Reading feminist theory was like taking a breath of fresh air. I found comfort and peace of mind in theoretical pieces that revealed gender inequality—something that I had always felt, even experienced, in my life but didn’t understand or know how to name. I had heard of feminism, but never truly knew what it was. I was uneducated on social movements of the 1960-70s. My idea of feminism was of women not shaving their legs and burning bras so that they could have the same rights as men. Feminist theory for me was like glasses; suddenly the blurry unequal world around me made more sense. Suddenly, the world was clearer.

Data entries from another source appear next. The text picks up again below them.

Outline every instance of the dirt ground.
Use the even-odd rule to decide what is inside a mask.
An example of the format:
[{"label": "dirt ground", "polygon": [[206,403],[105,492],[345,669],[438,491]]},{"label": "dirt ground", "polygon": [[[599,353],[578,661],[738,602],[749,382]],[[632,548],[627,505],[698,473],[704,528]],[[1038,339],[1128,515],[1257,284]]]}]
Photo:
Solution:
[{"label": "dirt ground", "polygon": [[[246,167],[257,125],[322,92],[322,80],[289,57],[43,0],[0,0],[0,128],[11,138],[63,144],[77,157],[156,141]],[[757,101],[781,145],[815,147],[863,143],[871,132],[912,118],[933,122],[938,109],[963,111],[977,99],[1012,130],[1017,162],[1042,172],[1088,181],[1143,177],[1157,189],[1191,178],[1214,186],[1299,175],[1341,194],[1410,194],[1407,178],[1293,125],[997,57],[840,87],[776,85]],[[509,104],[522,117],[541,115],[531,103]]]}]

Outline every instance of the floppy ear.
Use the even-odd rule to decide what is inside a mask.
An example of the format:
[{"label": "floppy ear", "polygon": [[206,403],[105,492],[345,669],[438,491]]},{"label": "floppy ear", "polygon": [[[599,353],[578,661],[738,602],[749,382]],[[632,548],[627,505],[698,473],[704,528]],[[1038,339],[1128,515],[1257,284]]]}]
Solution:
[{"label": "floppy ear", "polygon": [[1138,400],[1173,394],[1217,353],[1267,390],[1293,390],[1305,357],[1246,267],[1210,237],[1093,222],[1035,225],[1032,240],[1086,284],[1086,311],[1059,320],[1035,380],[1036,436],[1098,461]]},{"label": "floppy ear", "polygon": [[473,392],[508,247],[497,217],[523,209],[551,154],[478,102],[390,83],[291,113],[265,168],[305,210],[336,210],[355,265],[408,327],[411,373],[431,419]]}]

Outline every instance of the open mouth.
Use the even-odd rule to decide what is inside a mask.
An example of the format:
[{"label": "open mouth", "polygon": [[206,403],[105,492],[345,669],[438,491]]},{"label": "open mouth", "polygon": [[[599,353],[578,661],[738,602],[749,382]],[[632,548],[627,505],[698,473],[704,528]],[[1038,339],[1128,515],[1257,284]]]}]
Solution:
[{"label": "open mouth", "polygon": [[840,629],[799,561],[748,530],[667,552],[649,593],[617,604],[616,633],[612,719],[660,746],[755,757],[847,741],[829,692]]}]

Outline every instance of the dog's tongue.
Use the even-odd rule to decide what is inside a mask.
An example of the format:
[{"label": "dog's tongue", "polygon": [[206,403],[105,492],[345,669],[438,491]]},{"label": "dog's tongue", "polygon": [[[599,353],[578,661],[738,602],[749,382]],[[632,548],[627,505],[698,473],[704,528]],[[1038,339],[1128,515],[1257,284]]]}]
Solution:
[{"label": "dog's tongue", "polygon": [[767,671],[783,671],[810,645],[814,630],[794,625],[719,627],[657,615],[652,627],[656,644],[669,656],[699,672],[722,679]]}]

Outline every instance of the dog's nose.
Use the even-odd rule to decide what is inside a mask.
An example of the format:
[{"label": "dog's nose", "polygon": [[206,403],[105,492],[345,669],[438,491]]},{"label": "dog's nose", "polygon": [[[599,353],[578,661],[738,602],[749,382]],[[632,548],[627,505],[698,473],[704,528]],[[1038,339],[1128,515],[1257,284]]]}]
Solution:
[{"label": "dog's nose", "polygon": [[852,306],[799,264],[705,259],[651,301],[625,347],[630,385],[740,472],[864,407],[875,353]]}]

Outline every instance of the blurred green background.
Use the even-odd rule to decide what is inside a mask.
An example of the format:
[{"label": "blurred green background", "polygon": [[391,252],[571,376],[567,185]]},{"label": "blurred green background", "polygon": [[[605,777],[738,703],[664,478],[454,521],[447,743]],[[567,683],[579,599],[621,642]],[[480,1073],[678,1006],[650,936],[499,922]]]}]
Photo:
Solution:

As my college career has continued my exposure to different types of feminist theory and books has increased. I also have taken an acute interest in sociological theory, specifically dealing with gender, power structures, and social psychology. Below, I have listed the books in my feminist library (on the shelf right next to my fiction library). I haven’t even managed to read all of them yet. I wanted to share these books with you because they are important to me. These books have helped me understand the world we live in, made college courses very interesting, and struck up intense conversations; they have inspired me to think differently about all people, to have an open mind for inclusion and diversity; they have influenced my own feminist work; and have kept me company in the late nights when I can’t sleep.
What I’m Reading Now:
Manifesta: Young Women, Feminism, and the Future by Jennifer Baumgardner and Amy Richards
Books I’ve Read:
City of Women: Sex and Class in New York 1789-1860 by Christine Stansell
Colonize This! Young Women of Color on Today’s Feminism edited by Daisy Hernádez and Bushra Rehman
Different Wavelengths: Studies of the Contemporary Women’s Movement edited by Jo Reger
Diving Into the Wreck by Adrienne Rich
Feminist Methods In Social Research by Shulamit Reinharz
Flaunt It! Queers Organizing for Public Education and Justice by Therese Quinn and Erica R. Meiners
Full Frontal Feminism by Jessica Valenti
Gender Inequality: Feminist Theory and Politics by Judith Lorber
Girl Zines: Making Media, Doing Feminism by Alison Piepmeier
Listen Up: Voices From the Next Feminist Generation edited by Barbara Findlen
New Blood: Third-Wave Feminism and The Politics of Menstruation by Chris Bobel
The Commercialization of Intimate Life: Notes From Home and Work by Arlie Russell Hochschild
The Second Shift by Arlie Russell Hochschild
The Wages of Motherhood: Inequality in the Welfare State 1917-1942 by Gwendolyn Mink
The W Effect: Bush’s War On Women edited by Laura Flanders
To Be Real: Telling the Truth and Changing the Face of Feminism edited by Rebecca Walker
Books I Haven’t Read Yet:
Daring To Be Ourselves Interviews by Marianne Schnall
Feminist Theory From Margin to Center by bell hooks
Gendered Bodies: Feminist Perspectives by Judith Lorber
He’s A Stud, She’s a Slut and 49 Other Double Standards Every Woman Should Know by Jessica Valenti
No Turning Back: The History of Feminism and The Future of Women by Estelle B. Freedman
The Feminine Mystique by Betty Friedan
The Feminist Standpoint Theory Reader: Intellectual and Political Controversies edited by Sandra Harding
The Newly Born Woman by Hélène Cixous and Catherine Clément
The Second Sex by Simone de Beauvoir
To me, the beauty of feminism is that it comes in so many forms—theory, text books, personal narratives, herstories, poetry, case studies, research, subjectivity, objectivity, experience, everyday activism, art, music, expression, zines, blogs, websites, DIY, scrapbooks, theater, film, conversation, marches, rallies, politics, mentoring…the list could go on. These forms of feminist expression allow women’s stories to be told and that’s important. Every woman has a story. Every story has value.
Muriel Rukeyser said “The universe is made of stories, not of atoms.” My feminist expression is in books, theory and writing. What’s yours?